Estate of Powell

Per Curiam:: .

The first three assignments allege errors in the opinion of the learned judge of the Orphans’ Court. The opinion of the Orphans’ Court, even if erroneous, is of little consequence if the decree is right. We do not reverse a correct decree because of a wrong reason. Hence it is always safer to assign error to the decree of that court, rather than to its opinion. The last three assignments however, are specific, and raise all the questions of importance in the case. A careful examination of them fails to satisfy us that the Orphans’ Court committed error, either in its decree or the reasons given therefor.

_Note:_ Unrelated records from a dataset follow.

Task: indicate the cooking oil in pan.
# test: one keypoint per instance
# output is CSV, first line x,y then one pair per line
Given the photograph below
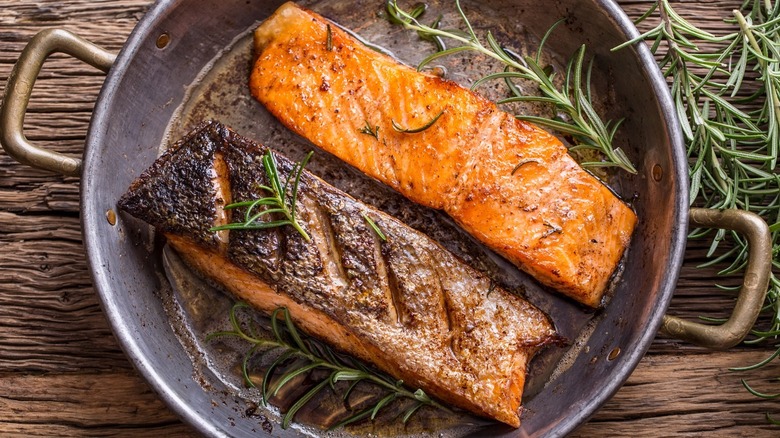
x,y
197,309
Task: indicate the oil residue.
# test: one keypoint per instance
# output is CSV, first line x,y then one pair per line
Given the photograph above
x,y
222,93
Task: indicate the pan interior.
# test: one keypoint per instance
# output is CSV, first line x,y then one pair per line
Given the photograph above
x,y
566,385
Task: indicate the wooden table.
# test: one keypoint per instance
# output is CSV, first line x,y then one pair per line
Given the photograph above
x,y
62,372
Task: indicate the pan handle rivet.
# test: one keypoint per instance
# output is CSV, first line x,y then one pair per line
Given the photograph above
x,y
658,172
163,40
111,217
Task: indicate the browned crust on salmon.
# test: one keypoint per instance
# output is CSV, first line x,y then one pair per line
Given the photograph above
x,y
404,304
508,183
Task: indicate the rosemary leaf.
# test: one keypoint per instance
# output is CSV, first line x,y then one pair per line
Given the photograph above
x,y
311,355
399,128
590,128
731,128
280,201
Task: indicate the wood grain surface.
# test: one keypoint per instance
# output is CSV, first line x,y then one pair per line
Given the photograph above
x,y
63,374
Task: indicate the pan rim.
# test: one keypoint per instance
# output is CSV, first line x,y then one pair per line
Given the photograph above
x,y
91,216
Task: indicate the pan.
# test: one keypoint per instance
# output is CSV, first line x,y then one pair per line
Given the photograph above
x,y
182,64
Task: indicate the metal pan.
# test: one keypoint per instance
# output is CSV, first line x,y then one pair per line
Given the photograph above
x,y
183,63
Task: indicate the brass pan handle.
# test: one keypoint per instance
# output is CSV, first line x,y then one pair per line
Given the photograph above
x,y
19,89
754,287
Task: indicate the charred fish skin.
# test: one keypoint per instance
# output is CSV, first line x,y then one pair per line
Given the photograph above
x,y
405,304
548,216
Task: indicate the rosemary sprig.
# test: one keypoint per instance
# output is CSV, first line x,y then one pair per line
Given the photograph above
x,y
369,130
374,227
728,103
279,201
399,128
573,99
290,344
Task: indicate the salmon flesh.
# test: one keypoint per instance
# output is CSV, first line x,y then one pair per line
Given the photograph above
x,y
509,183
405,304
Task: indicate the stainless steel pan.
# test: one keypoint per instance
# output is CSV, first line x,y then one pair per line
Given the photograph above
x,y
184,62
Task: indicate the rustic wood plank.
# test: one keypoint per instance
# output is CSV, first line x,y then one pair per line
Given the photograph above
x,y
62,373
115,404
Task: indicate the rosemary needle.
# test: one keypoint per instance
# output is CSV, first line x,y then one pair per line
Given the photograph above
x,y
279,202
290,344
728,102
573,98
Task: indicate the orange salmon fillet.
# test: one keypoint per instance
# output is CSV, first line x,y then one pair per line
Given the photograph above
x,y
509,183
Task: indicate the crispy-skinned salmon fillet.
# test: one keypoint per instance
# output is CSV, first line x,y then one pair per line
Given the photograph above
x,y
404,304
509,183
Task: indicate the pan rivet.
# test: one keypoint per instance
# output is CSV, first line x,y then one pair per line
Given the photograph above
x,y
163,40
658,172
111,217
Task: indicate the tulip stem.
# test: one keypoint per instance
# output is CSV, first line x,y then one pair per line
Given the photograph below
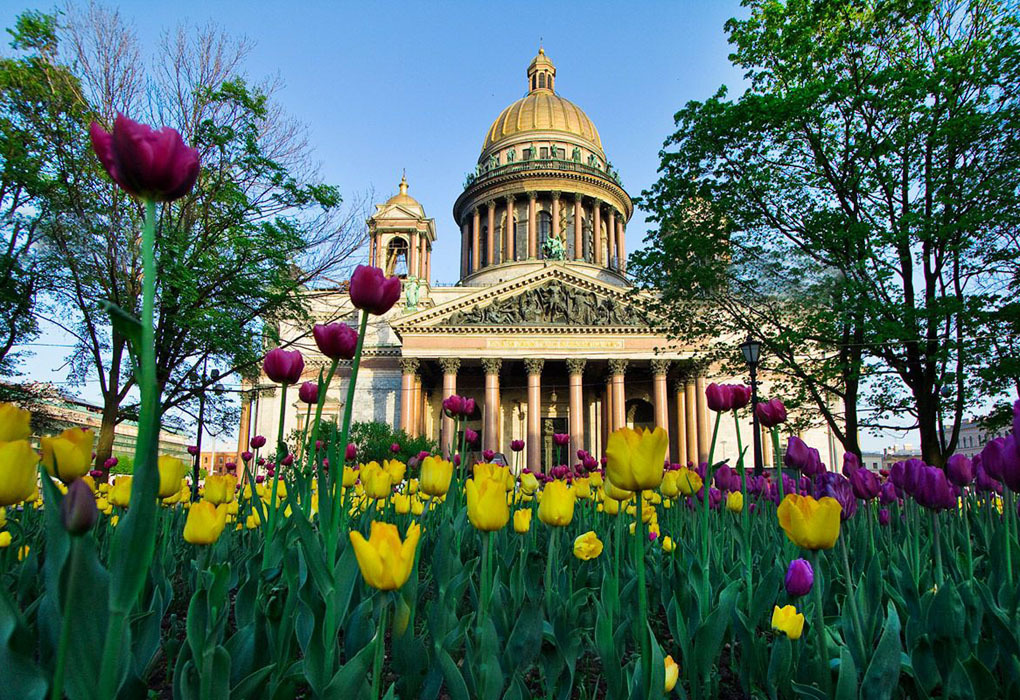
x,y
816,590
58,673
379,648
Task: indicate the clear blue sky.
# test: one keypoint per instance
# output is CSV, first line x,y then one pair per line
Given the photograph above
x,y
384,87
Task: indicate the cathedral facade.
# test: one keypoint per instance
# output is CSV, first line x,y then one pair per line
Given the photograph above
x,y
543,328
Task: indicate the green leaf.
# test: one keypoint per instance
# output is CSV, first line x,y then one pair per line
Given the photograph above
x,y
882,673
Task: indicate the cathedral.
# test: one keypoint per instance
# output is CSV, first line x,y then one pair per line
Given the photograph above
x,y
543,328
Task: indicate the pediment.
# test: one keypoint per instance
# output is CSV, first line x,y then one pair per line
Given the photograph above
x,y
554,299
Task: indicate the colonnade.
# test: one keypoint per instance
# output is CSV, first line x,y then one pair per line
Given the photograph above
x,y
690,432
489,232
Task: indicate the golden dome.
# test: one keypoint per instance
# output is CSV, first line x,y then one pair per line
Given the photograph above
x,y
543,110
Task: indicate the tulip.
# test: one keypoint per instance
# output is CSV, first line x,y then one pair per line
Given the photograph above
x,y
205,522
787,620
960,469
386,562
145,162
635,458
17,472
436,476
14,423
78,509
376,481
865,484
672,673
808,522
556,507
770,413
522,520
487,503
587,546
219,489
283,366
371,291
308,393
336,341
171,470
800,578
68,455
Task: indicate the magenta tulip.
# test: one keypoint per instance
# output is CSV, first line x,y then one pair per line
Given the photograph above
x,y
336,341
371,291
146,162
284,366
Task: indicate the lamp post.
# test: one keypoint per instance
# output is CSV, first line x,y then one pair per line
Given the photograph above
x,y
752,352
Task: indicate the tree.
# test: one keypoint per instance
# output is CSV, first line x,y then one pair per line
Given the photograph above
x,y
234,256
856,190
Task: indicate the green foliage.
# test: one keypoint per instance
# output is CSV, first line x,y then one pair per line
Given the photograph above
x,y
374,439
854,207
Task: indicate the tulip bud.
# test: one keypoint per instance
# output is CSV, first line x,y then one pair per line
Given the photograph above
x,y
800,578
78,509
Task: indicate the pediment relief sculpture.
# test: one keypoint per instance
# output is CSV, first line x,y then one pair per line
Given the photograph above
x,y
552,304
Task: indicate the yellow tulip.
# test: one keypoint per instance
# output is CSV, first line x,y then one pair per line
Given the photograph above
x,y
734,502
588,546
395,468
385,561
14,422
120,492
635,458
436,476
487,504
220,488
402,504
171,470
556,506
17,472
528,483
810,523
205,522
68,455
672,672
787,620
376,481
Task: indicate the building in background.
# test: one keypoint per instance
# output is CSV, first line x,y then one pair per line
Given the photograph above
x,y
544,328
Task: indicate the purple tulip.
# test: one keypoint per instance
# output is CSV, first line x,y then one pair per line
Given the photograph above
x,y
800,578
371,291
960,469
850,463
284,366
336,341
770,413
145,162
308,393
865,484
78,508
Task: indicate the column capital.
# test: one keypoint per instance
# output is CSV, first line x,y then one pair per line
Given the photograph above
x,y
617,365
575,365
660,366
533,365
450,364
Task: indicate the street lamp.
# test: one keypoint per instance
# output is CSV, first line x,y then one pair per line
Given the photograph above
x,y
751,350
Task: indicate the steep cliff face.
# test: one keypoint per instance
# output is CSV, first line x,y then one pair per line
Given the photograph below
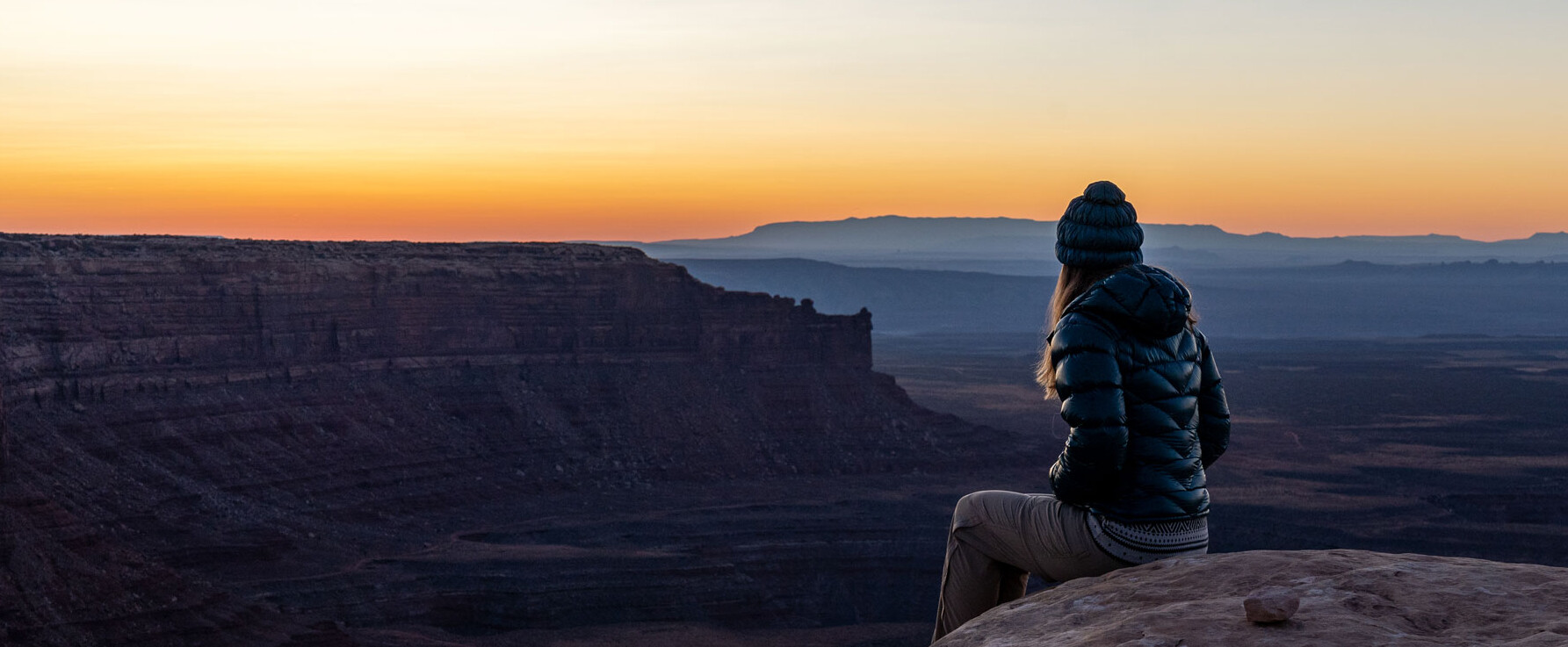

The testator by his will gives three thousand dollars to his daughter, the appellant. He then gives one thousand dollars to each of his sisters, Anna Evans and Hannah Davis. To provide for die payment of the foregoing five thousand dollars, and the funeral expenses, he authorizes his executor to sell so much of his bank or other stocks as may be necessary. Anna Evans died before the testator and the legacy to her lapsed. The appellant claims this legacy as heir at law, upon the ground that there is no residuary clause in the will. In this she is clearly mistaken. This 11,000 falls into the residue. This disposes of the fourth assignment. The fifth and sixth are based upon an entire misapprehension of the language of the will. There was no sum of five thousand dollars given to the appellant and to the testator’s sisters, in addition to the bequests to them above specified. The appellant has confounded the direction to sell stocks to pay these legacies, with the gift of an additional five thousand dollars.

Decree affirmed and the appeal dismissed at the costs of the appellant.